When WADL initially started digital broadcasting, Universal Sports was carried on 38.2, and The Word Network was carried on 38.3. Antenna TV was added to 38.2 in 2011, moving Universal Sports to 38.4, until it became pay TV-exclusive in 2012. Antenna TV was removed from WADL's lineup in September 2015.

===Analog-to-digital conversion===
WADL shut down its analog signal, over UHF channel 38, on June 12, 2009, the official date on which full-power television stations in the United States transitioned from analog to digital broadcasts under federal mandate. The station's digital signal continued to broadcast on its pre-transition UHF channel 39, using virtual channel 38.

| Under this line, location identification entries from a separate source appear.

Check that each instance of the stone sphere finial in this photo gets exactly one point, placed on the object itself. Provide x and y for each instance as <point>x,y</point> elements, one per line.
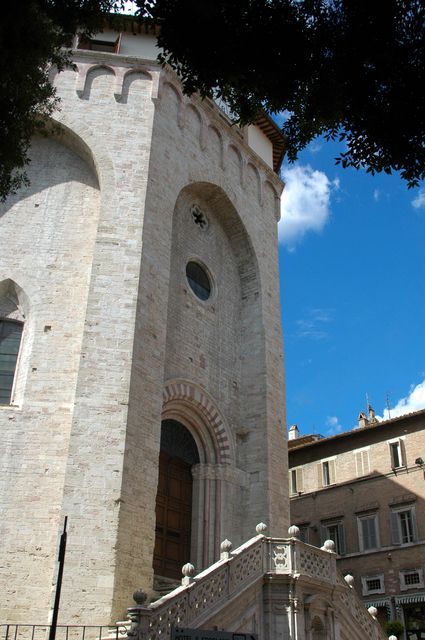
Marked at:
<point>261,528</point>
<point>294,531</point>
<point>373,611</point>
<point>139,597</point>
<point>225,549</point>
<point>226,545</point>
<point>349,580</point>
<point>329,546</point>
<point>188,570</point>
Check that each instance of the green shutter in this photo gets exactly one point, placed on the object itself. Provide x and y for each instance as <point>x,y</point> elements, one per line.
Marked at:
<point>395,530</point>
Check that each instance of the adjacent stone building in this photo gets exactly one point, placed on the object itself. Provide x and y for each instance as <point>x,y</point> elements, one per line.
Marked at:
<point>141,362</point>
<point>365,489</point>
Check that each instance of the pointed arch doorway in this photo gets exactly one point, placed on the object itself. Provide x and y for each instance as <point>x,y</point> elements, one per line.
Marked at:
<point>178,453</point>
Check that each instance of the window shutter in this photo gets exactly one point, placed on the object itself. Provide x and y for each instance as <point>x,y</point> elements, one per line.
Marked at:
<point>402,450</point>
<point>414,529</point>
<point>332,471</point>
<point>372,533</point>
<point>319,475</point>
<point>364,534</point>
<point>359,467</point>
<point>117,44</point>
<point>290,483</point>
<point>341,536</point>
<point>300,483</point>
<point>395,530</point>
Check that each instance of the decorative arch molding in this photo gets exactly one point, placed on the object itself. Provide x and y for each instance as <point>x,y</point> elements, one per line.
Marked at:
<point>14,303</point>
<point>88,74</point>
<point>180,395</point>
<point>128,78</point>
<point>78,137</point>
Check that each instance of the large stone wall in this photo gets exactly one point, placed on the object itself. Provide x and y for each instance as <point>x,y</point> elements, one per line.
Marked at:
<point>98,243</point>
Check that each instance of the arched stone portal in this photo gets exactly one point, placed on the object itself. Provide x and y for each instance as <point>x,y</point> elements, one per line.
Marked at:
<point>195,433</point>
<point>178,454</point>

===FCC spectrum auction and attempted WADL sale===
In 2012, the Federal Communications Commission (FCC) announced it would hold a voluntary incentive auction for a portion of the radio frequency spectrum that is currently used by television broadcasters across the country. In 2014, WADL owner Kevin Adell announced he would participate in the auction, since it was estimated the station would net somewhere in the range of $170 million, much more than it would be worth on the open market otherwise. Since that time, the auction estimate had increased to somewhere between $360–$380 million.

Adell would continue to own and operate The Word Network. WADL's broadcast facilities would have been re-purposed for The Word Network, along with the transfer of roughly 33 WADL staffers.

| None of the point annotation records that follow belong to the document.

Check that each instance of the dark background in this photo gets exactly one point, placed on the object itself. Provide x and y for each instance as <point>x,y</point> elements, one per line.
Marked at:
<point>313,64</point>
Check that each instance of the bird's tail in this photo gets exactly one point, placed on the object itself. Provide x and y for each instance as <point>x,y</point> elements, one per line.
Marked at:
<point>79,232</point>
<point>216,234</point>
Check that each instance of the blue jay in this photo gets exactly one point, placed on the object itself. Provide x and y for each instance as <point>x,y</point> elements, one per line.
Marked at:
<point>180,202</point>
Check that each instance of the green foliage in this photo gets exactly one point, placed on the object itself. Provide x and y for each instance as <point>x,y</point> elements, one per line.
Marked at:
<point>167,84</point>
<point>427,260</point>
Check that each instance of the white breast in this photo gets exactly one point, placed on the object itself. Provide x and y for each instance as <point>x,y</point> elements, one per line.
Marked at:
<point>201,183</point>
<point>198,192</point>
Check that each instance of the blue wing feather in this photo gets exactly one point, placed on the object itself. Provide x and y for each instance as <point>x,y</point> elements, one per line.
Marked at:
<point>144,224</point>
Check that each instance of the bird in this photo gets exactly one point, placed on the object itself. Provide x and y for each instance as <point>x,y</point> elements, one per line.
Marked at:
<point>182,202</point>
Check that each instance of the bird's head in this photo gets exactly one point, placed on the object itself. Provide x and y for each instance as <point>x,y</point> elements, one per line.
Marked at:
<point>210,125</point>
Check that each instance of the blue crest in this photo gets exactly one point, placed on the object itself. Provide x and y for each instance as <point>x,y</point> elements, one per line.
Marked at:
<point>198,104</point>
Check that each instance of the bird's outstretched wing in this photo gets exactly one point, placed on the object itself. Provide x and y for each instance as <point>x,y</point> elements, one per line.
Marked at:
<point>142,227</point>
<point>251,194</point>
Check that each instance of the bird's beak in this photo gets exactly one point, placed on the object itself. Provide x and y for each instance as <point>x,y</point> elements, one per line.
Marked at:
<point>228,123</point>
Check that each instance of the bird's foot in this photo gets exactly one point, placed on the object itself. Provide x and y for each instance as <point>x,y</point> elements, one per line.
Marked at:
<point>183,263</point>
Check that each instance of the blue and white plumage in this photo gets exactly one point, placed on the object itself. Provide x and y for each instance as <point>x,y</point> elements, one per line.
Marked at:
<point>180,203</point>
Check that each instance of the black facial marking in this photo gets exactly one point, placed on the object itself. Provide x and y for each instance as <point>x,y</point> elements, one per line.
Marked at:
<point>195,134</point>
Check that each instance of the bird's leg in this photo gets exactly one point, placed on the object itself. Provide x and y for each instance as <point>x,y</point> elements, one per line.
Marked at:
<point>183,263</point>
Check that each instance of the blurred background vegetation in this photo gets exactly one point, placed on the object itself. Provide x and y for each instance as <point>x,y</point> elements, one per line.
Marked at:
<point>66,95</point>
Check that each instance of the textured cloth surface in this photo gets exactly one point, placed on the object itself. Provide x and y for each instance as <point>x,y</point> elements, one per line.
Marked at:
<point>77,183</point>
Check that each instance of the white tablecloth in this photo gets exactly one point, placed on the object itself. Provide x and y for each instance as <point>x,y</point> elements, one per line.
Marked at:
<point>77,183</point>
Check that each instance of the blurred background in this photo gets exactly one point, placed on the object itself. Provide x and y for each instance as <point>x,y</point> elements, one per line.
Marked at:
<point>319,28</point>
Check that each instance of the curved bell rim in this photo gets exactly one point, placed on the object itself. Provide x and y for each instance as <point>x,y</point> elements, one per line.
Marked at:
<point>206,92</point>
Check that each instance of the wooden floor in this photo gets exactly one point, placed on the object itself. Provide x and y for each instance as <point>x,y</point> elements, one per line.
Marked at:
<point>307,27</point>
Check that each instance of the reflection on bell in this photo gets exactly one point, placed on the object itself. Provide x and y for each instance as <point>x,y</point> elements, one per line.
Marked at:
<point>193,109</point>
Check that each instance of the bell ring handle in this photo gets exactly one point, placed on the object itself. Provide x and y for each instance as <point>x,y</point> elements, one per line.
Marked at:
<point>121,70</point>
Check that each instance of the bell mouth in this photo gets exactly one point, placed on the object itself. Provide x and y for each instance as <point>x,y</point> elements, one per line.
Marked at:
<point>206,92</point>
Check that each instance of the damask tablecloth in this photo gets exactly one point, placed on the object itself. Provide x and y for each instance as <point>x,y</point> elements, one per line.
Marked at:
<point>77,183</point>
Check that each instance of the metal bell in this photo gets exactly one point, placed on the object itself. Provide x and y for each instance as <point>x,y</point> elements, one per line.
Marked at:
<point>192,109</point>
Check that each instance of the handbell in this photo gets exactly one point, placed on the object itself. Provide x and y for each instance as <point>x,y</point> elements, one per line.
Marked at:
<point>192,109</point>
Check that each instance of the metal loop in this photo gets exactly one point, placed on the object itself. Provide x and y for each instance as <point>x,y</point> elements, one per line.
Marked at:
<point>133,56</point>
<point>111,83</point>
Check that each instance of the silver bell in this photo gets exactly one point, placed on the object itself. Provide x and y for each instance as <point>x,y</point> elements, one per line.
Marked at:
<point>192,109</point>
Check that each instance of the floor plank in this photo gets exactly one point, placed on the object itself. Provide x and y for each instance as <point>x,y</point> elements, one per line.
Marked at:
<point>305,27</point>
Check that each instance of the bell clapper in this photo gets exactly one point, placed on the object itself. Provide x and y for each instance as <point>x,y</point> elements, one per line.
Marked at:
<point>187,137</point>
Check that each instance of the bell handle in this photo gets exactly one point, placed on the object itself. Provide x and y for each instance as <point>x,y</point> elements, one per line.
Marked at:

WADL was ultimately not sold in the auction, which concluded in 2017.

Due to the COVID-19 pandemic, the FCC allowed some stations in Phase 8 (ending March 13, 2020) of their 600-MHz spectrum auction to delay their move to Phase 9 (ending May 1, 2020) on an as-needed basis. As a result, WADL was granted permission to delay being relocated to Phase 9, and moved from UHF 39 to UHF 27 on March 23, 2020.

==Cable coverage in Canada==
WADL and its The Word Network digital subchannel are carried on GosfieldTel in Essex County, Ontario, as well as Cogeco systems in some rural areas of Southwestern Ontario, primarily in areas formerly served by other cable providers that were purchased by Cogeco around 2000. It is not carried on Cogeco systems in Windsor.